- Cover art featuring Kevin Harvick and Tony Stewart
- Developer: Monster Games
- Publisher: 704Games
- Series: NASCAR Heat
- Platforms: Microsoft Windows PlayStation 4 Xbox One
- Release: September 13, 2019
- Genre: Racing
- Modes: Single-player, multiplayer

= NASCAR Heat 4 =

2019 racing video game

NASCAR Heat 4 is a racing video game simulating the 2019 NASCAR season. It was developed by Monster Games and was published by 704Games on September 13, 2019, for PlayStation 4, Xbox One and Microsoft Windows via Steam. Kevin Harvick is the cover athlete (for the first time since NASCAR 2005: Chase for the Cup) for the regular release of the game along with Tony Stewart, and Jeff Gordon is on the cover of the Gold Edition. The game was delisted from digital storefronts on December 31, 2024, and online servers were shut down on August 1, 2025.

==Gameplay==
The Xtreme Dirt Tour returned to the game, and Tony Stewart is a driver and team owner in the series. Players in career mode for the first time can start in any of the four series (NASCAR Cup, Xfinity, Trucks, and Xtreme Dirt). Additional updates to the game included different tire compounds for different track types and a track map. Also, custom cars now have an open number choice from 0-99 (including 00–09) for both quick race and career mode.

==Downloadable content==
Paid downloadable content packages are available. The downloadable content for pre-ordering is the ability to race Martinsville Speedway at night. Although later on in 2019, the Martinsville night race would be a playable option in the game without the need for a download.

==Reception==

NASCAR Heat 4 received "mixed or average" reviews according to review aggregator Metacritic.
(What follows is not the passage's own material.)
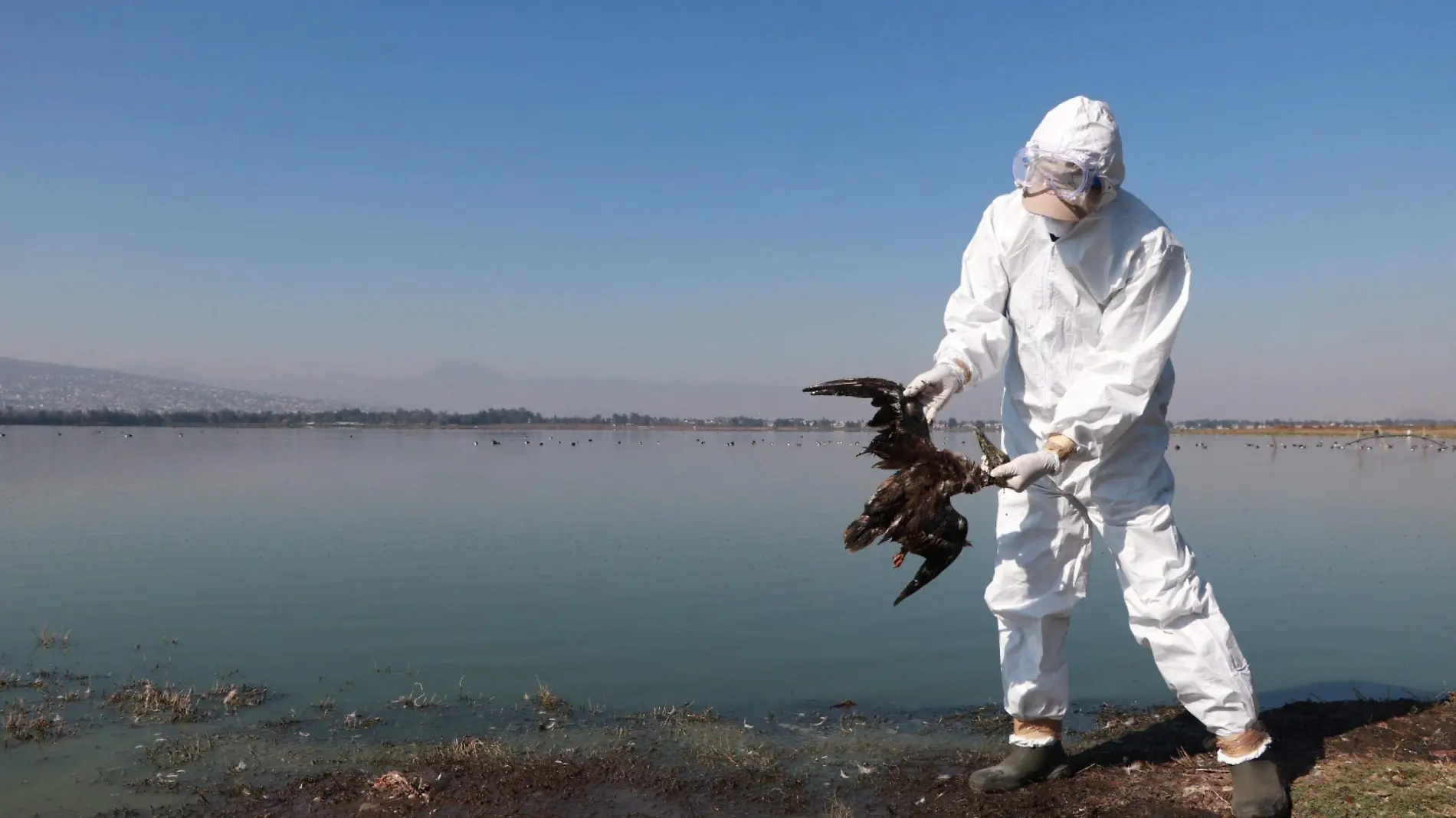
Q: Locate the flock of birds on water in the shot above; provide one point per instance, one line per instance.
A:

Matthew Kato of Game Informer called this iteration of NASCAR Heat the strongest, noting that its flaws made it more admirable than excellent. The online mode and AI were also criticized for being subpar and the career mode was deemed adequate.

Aggregate score
| Aggregator | Score |
|---|---|
| Metacritic | (PS4) 70/100 (XONE) 74/100 |

Review scores
| Publication | Score |
|---|---|
| Game Informer | 7.25/10 |
| Hardcore Gamer | 4.5/5 |

===Accolades===
The game was nominated for "Game, Franchise Racing" at the NAVGTR Awards.